Yesterday, state-owned defence firm Ukroboronprom claimed to have ‘mastered the repair of Russian trophy equipment’ with factories now working ‘around the clock’ to get anti-aircraft missile systems and multiple rocket launchers back onto the battlefield. It is also offering a $1million reward for any aircraft it receives.

In cities such as Kyiv and Zhytomyr, mounted machine guns have been stripped from damaged armoured vehicles and handed to car repair shops for conversion into mobile weaponry that can be used by Ukrainian infantry troops.

‘We will remake the weapons so the barrels will be directed at the enemy’s side, not ours,’ said Oleksandr Fedchecnko, a garage owner in the capital.

A special unit of the territorial defence force is also repairing captured equipment in a Kyiv junkyard, painting the Ukrainian flag over Russian insignia.

Yuri Golodov, the unit’s deputy commander, claims to have been responsible for 24 Uragan missiles fired back at Russian forces. ‘Everything that we take away from the Russian army, we transfer to the armed forces of Ukraine,’ he says.

Such ‘battlefield scavenging’ has long been a feature of wars. In both the Second World War and Falklands War, British soldiers turned captured heavy machine guns on the enemy. More recently, Islamic State captured substantial quantities of US-made equipment after the 2014 fall of Iraq’s second-largest city, Mosul.

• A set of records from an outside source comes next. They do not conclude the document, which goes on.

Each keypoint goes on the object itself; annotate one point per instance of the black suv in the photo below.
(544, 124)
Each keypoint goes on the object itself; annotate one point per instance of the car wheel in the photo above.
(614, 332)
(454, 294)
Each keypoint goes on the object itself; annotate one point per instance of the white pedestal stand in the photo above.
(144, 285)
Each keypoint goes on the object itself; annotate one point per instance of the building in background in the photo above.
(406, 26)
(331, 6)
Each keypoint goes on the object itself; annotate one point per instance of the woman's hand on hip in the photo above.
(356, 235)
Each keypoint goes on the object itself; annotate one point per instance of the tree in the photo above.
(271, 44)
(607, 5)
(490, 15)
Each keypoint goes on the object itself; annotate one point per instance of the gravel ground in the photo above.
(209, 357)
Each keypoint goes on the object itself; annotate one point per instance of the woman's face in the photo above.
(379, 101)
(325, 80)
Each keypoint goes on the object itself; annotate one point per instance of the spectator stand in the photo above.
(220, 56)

Ben Barry, senior fellow for land warfare at the International Institute for Strategic Studies, said: ‘The Ukrainian military seems to be celebrating their success at being able to seize armoured vehicles and rapidly press them back into service.’

Barry, a former British army brigadier, says such tactics are common when troops in combat use the same equipment. Although Russia has spent heavily to modernise its military under Putin, both sides often still rely on Soviet-era equipment. Captured artillery and military vehicles can also be cannibalised for spare parts and ammunition, relieving pressure on hard-pressed supply chains.

Ukrainians have also taken great delight in sharing videos of farmers towing away Russian tanks.

Last week, meanwhile, it emerged that retreating Russian forces from Kyiv’s outskirts failed to destroy a Krasukha-4 command module, which can jam drones and low-orbit satellites as well as track Nato aircraft. Reports said it would be flown to the US for examination.